There is no doubt the last few years have felt like dark times for the British left. From the gut punch of the last general election, to the despair of the EU referendum result, to the intensely disappointing local elections last week, the centre left in Britain has been on the back foot for too long. Many people across our country are no doubt wondering if we can ever snap out of this defensive posture.

Emmanuel Macron’s overwhelming mandate for the French presidency at the weekend shows that we can, and that the retreat of centre-left ideals is far from inevitable. Indeed it proves that the ideas of the centre left – openness, internationalism, solidarity – remain compelling and relevant.

It is worth first acknowledging the scale of Macron’s achievement. In an age characterised in part by angry nativism, he stood on a pro-immigration platform – and won. Amid fears of Brexit “contagion” sweeping the continent, and in an increasingly Eurosceptic country, he spoke up passionately for the European ideal – and won. He stood up against Russian bullying, was hacked and smeared as a result – and he still won.

And all this in a country which should not be fertile ground for progressives; France has a youth unemployment rate of 24 per cent, and 61 per cent of the population hold an unfavourable view of the European Union. If the politics of Macron and his En Marche! movement can win in France, they can undoubtedly find favour in Britain.

So what can we learn specifically? Macron’s style is unashamedly optimistic and future-focused. He has not shied away from confronting the real economic issues facing France – addressing the real world, not the world as some would like it to be – and has proposed concrete policies to increase investment with a €50bn stimulus package to build an economy that works better for working people.

He is passionately pro-European, but is not afraid to lead an agenda for reform to make the bloc work better for its citizens. He is pro-immigration, and supportive of taking in refugees fleeing persecution, in contrast to the shameful inaction of the current British government. On foreign policy, he is tough on Russia and rejects any apologias for terrorism.

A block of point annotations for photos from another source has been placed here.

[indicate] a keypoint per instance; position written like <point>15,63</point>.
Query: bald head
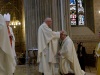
<point>48,21</point>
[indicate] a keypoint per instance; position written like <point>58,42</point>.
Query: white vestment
<point>47,49</point>
<point>13,41</point>
<point>7,60</point>
<point>68,61</point>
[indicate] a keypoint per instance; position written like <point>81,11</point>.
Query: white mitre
<point>7,17</point>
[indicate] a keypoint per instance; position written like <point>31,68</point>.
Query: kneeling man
<point>69,64</point>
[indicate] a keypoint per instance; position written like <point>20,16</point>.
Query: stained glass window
<point>77,12</point>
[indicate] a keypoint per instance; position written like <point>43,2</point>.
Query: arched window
<point>77,15</point>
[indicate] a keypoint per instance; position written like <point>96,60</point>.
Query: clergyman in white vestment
<point>47,47</point>
<point>69,64</point>
<point>11,34</point>
<point>7,60</point>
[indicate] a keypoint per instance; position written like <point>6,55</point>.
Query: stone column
<point>35,13</point>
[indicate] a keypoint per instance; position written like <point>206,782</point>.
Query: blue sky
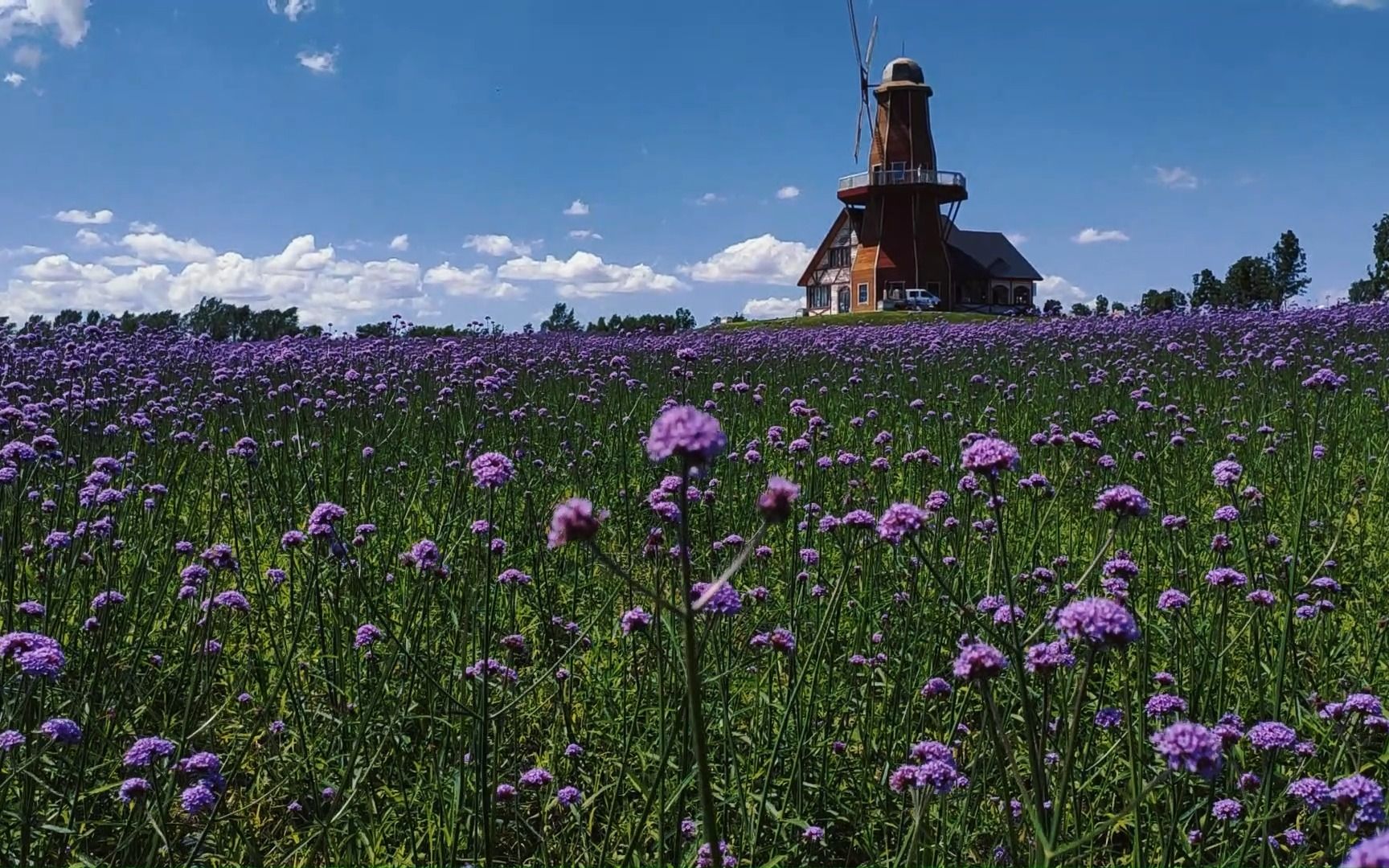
<point>271,153</point>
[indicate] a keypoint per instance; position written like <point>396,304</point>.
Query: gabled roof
<point>854,214</point>
<point>990,253</point>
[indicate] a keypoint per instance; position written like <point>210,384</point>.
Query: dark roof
<point>990,253</point>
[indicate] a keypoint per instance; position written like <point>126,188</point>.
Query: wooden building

It is a pragmatic but appealing policy platform that has clearly appealed to people across the political spectrum, weaving together the two golden threads of economic competence and social justice. Above all, he presented a progressive platform with confidence and conviction, resisting the temptation to pander to the hard right and to anti-immigration sentiment. He realises, as should we all, that delivering for working people is best done by measures to create jobs and increase opportunity, rather than adopting a hard line on immigration that would damage the economy.

Of course France and Britain are very different places, with some challenges in common but many specific issues of our own. For example, we would not want to cut the numbers of public sector workers, or further liberalise our employment laws, as the new French President has advocated. The French party system is much more hospitable to political start-ups like En Marche! than the first-past-the-post model used in Britain. In Canada, which uses the same electoral system as the UK, Justin Trudeau has achieved Macron-like success through the established Liberal Party rather than setting up any new movement.

On this side of the Channel, it is the Labour Party which has always been and remains still the greatest vehicle for the advancement of working people. Our party has much to learn from Macron’s success, but the value of splits is not one of them. Only Labour can deliver the forward-looking, progressive agenda Britain requires.